PELITANASIONAL | BANDA ACEH – Forum Bangun Investasi Aceh (Forbina) mendesak Pemerintah Aceh untuk tidak hanya berhenti pada ultimatum terhadap aktivitas tambang ilegal, tetapi segera menyiapkan regulasi yang mengatur pertambangan rakyat.
Direktur Forbina, Muhammad Nur, S.H., menegaskan perlunya Qanun Pertambangan Wilayah Rakyat (WPR) sebagai solusi legalisasi tambang sekaligus upaya memberikan kepastian ekonomi bagi masyarakat.
“Selama ini Aceh belum memiliki Qanun maupun Pergub terkait mekanisme izin tambang rakyat. Padahal, regulasi ini sangat mendesak setelah adanya ultimatum Gubernur Aceh terhadap aktivitas tambang ilegal,” ujarnya, Senin (29/9/2025).

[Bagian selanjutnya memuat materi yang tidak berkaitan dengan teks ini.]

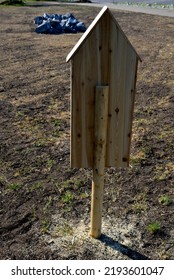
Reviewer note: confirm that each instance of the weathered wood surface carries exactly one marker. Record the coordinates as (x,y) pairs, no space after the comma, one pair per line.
(100,124)
(103,57)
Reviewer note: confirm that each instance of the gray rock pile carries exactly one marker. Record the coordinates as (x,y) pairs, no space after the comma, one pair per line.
(58,24)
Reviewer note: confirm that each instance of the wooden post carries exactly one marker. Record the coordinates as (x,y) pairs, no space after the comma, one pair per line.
(101,119)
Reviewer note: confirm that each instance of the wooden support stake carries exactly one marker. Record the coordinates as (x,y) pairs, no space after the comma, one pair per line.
(101,119)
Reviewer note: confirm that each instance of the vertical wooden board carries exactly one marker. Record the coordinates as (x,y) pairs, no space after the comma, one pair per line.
(131,71)
(117,98)
(106,57)
(82,95)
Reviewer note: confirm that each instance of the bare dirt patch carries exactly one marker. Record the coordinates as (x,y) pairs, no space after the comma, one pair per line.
(45,205)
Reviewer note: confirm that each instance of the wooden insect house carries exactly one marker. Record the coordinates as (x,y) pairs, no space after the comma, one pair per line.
(103,84)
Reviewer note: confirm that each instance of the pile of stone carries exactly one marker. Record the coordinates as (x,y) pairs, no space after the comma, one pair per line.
(58,24)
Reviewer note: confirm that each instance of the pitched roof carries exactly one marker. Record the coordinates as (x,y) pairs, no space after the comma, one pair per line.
(84,37)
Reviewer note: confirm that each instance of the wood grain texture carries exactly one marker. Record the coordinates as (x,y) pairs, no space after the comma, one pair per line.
(104,57)
(100,135)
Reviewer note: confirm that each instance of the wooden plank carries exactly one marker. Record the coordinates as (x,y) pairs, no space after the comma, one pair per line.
(101,112)
(106,58)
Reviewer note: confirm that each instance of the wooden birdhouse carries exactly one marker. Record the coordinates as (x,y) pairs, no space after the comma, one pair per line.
(103,57)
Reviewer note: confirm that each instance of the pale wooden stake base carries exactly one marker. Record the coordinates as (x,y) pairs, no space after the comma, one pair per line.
(101,119)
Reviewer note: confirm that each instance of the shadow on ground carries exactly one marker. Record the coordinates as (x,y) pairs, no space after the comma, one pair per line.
(132,254)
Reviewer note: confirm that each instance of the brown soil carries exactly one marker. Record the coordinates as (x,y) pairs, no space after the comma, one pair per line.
(45,205)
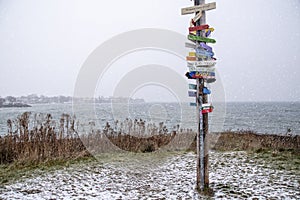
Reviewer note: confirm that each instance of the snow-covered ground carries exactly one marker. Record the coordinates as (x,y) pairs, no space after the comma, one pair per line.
(233,175)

Muhammad Nur menawarkan agar PT Pembangunan Aceh (PEMA), selaku BUMD, dilibatkan sebagai fasilitator sekaligus mitra kerja masyarakat. Menurutnya, bekas-bekas tambang ilegal bisa dialihkan dalam skema kerja sama antara PT PEMA dan penambang, misalnya melalui pola kepemilikan saham bersama atau sistem bagi hasil.
“PT PEMA harus menyiapkan anggaran untuk proses legalisasi wilayah tambang rakyat. Emas yang dihasilkan dapat dibeli langsung oleh PEMA sebagai penampung resmi, lalu dijual dengan pencatatan yang jelas sehingga benar-benar memberi pemasukan untuk kas daerah,” tegasnya.
Forbina juga mendorong penerapan kewajiban reklamasi pascatambang secara kolektif. Setelah eksplorasi selesai, lahan harus direhabilitasi agar kembali menjadi kawasan hijau. Dengan pola ini, tambang rakyat tidak hanya bermanfaat secara ekonomi, tetapi juga memperhatikan keberlanjutan lingkungan.
Lebih jauh, Muhammad Nur menilai tambang rakyat tidak memerlukan teknologi tinggi. Aktivitas penambangan selama ini hanya menggunakan alat sederhana seperti mesin pencuci atau dulang emas. Karena itu, peran PT PEMA cukup pada fasilitasi modal, teknologi dasar, serta dukungan manajemen usaha.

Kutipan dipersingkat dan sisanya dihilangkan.